Biography
New York City-based soprano and vocal pedagogue (formerly of Royal Northern College of Music and Coventry University) Juliana Janes-Yaffé established herself as one of the finest female song recitalists devoted to a genre of solo vocal recital last championed by the famous Dutch soprano Elly Ameling. The intimacy of poetic expression, and the subtlety of interpretation in Ms. Janes-Yaffé’s performances have won her acclaim from both professionals and audiences all over the world.
In addition, her repertoire encompassed over thirty opera roles (having spent twelve years engaged in various German and American opera houses), most of the major oratorio solos, as well as a broad cross-section of the Italian, French, German and American art song literature. She is currently active in worldwide performances and lectures in connection with her foundation-funded Yiddish Folksong Project, as well as with English composer Tom Williams’ Meditations on a Landscape — written especially for Juliana — for voice, fixed media, and live electronics (recently performed in New York, Leeds, York, Hull, Leicester, and Coventry).
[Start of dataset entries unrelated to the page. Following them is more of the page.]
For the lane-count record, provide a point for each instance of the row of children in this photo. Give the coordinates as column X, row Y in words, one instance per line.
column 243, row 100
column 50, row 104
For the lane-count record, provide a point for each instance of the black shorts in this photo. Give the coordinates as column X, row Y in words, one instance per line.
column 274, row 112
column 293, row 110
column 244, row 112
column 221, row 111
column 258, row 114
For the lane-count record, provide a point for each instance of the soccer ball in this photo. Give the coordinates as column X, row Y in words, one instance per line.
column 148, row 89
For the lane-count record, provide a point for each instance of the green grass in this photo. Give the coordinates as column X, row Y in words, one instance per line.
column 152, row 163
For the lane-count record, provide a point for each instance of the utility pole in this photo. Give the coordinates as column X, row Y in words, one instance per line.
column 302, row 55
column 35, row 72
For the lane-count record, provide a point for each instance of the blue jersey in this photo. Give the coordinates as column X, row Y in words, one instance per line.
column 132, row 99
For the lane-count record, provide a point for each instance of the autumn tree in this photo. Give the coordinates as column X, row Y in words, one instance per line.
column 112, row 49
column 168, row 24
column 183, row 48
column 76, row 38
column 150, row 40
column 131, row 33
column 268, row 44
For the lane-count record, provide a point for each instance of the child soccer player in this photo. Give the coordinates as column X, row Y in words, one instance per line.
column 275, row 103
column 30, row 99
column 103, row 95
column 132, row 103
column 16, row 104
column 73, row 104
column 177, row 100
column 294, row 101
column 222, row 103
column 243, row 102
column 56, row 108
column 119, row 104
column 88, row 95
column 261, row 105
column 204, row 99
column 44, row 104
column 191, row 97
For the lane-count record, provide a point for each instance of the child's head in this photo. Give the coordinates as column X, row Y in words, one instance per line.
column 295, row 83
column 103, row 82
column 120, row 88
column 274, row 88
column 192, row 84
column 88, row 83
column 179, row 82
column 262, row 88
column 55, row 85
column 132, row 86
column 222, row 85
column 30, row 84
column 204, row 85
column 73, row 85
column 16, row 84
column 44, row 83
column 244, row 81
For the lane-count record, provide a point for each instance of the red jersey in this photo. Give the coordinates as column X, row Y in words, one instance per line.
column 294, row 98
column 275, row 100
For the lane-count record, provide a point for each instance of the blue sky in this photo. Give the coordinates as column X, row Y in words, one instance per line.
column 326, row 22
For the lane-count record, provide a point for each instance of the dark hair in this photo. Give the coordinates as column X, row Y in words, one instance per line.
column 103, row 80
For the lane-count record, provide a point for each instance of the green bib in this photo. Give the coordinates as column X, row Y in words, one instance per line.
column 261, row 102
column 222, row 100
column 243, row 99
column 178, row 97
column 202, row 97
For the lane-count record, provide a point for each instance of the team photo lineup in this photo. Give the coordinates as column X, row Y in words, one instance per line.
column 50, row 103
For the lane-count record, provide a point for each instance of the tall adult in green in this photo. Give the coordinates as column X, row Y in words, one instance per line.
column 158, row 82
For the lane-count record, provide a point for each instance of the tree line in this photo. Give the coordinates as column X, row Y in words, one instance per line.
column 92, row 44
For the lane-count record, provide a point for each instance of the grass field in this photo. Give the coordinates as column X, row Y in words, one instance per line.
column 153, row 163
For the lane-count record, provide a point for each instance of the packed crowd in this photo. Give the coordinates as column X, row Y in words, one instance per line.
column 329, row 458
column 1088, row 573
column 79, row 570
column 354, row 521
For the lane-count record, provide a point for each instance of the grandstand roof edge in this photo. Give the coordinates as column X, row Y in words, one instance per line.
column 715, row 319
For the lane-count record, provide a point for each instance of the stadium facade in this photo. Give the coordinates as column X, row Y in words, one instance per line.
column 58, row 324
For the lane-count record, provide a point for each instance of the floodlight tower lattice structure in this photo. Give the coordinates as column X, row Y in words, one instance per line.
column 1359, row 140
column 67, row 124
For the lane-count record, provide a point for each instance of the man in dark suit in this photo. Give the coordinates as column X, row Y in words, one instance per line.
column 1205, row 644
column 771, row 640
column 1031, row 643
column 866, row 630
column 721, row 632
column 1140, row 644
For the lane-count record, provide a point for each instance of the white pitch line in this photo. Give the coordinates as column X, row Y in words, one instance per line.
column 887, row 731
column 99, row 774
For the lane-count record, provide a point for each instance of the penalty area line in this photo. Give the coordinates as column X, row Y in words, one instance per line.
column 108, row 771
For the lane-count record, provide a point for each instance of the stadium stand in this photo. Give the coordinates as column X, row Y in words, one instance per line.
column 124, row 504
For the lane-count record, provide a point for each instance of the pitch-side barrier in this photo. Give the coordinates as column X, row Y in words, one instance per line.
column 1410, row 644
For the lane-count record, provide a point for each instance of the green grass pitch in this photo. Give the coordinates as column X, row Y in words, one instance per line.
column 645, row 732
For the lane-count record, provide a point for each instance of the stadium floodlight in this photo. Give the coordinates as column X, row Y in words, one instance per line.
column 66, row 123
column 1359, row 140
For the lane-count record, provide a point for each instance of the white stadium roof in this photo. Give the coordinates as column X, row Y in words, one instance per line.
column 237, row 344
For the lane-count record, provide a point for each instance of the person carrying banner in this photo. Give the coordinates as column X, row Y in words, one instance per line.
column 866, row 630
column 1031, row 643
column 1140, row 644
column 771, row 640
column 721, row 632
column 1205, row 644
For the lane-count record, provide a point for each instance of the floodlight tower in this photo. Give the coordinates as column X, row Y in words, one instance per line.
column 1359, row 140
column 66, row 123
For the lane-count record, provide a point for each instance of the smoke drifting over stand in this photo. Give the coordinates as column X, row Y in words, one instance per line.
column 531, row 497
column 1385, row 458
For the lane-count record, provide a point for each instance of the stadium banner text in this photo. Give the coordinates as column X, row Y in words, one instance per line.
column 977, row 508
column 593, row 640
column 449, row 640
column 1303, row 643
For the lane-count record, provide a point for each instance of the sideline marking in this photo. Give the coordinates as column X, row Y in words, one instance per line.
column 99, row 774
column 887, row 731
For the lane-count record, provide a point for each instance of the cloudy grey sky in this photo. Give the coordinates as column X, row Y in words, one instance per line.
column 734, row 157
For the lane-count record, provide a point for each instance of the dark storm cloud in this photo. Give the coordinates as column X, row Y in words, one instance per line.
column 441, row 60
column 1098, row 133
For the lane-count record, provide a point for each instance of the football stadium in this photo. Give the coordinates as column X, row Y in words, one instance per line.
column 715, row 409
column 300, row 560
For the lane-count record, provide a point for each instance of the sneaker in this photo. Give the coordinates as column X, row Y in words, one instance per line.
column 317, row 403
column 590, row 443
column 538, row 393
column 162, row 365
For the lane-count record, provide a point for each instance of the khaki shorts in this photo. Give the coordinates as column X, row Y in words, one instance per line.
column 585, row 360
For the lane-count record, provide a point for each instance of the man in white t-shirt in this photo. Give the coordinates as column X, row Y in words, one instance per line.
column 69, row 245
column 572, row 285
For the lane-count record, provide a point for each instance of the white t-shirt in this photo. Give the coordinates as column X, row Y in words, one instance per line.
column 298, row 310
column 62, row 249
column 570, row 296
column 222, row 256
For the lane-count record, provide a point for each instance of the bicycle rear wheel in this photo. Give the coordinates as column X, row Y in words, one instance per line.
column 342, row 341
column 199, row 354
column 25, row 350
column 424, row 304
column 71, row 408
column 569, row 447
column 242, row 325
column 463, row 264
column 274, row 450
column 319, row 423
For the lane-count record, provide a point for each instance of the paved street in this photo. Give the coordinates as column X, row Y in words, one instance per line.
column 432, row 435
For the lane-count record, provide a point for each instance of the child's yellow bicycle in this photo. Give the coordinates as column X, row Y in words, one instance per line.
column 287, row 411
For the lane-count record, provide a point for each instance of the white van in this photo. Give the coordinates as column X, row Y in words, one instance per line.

She has been heard as a soloist in performances at the Brooklyn Academy of Music, Lincoln Center Festival, New-York Historical Society, 92nd Street Y, Symphony Space, Mannes College of Music, Steirischer Herbst Festival (Austria), and with Meet the Composer, INTIME International Symposium, Westchester Chorale, Concordia Orchestra, Colorado Springs Symphony, Brooklyn Philharmonic, Dallas Symphony, Oakland Symphony, San Jose Symphony, Florida Philharmonic, Istanbul Philharmonic, Orchester der deutschen Oper Berlin, Tokyo City Philharmonic, Orquestra del Teatro Colón (Buenos Aires), Orchestra dell'Opera di Genova, Orchester der Stadt Münster, Südwestdeutsche Philharmonie, Symphonie-Orchester Graunke, Munich, Alt-Wiener-Strauss-Ensemble, Vienna Operetten-Bühne, Orchestra of The 92nd Street Y, and Walla Walla Symphony. She has sung solo recitals in England, France, Germany, Italy, and Switzerland, as well as throughout the U.S.
Her global performance/lecture tour of the Yiddish Folksong Project (exclusive performances of the arrangements by the late conductor-arranger-composer Robert De Cormier) has brought her to the U.S. (New York, Portsmouth, Chicago, San Antonio), the UK (London, Leeds, Cambridge, Coventry, Manchester, Nottingham, Bristol, York, Bath, Wolverhampton, Rugby), as well as Warsaw (Poland), and Bratislava (Slovakia). In January 2020, her recording of eighteen (Volume I) of the forty-eight Yiddish folksong arrangements by De Cormier was released. The recording is accompanied by the newly published anthology of the same eighteen songs. The Anthology, Volume I is also the first-ever pedagogically conceived edition of Yiddish folksong arrangements intended for trained singers and voice tutors.
Born in Texas, Ms. Janes-Yaffé received her degrees in Vocal Performance and Music Education from Southern Methodist University, and, soon after, was engaged as a full-time principal soprano at the opera house in Münster, Germany.
In the twelve years following, she was a fully contracted solo artist also in the opera houses of Essen and Stuttgart. Guest engagements found her in San Francisco, New York, Darmstadt, Aachen, Osnabrück, Kassel, Berlin, and Miami. In 1992, she resumed her studies, receiving her Master of Music degree from Boston University, where, as a Dean's Scholar, she was a protégé of the renowned Phyllis Curtin. During that period, she also served as a vocal instructor both in the Boston University School of Fine Arts as well as its Tanglewood Institute.
She has recorded (with her husband, conductor/pianist John Yaffé) songs of Stefano Donaudy and Lee Hoiby along with the first European recording of Arnold Schönberg’s Brettl-Lider (Cabaret Songs), for Südwestfunk Radio (Germany). Alongside her performing activities, she has been a long-time voice tutor and Liaison to the Chair for Vocal Studies at the Mannes College The New School for Music, Preparatory Division, and was for many years on the staff of New York University, where she trained conservatoire students for work in the Broadway musical theatre genre and headed the classical pathway modules in German and French Lyric Diction for Singers. From 1995, she also maintained a private voice studio in New York City. In the past several years she has also become known for her work in the area of recuperative vocal technique, with numerous singers sent to her by established laryngologists and speech therapists.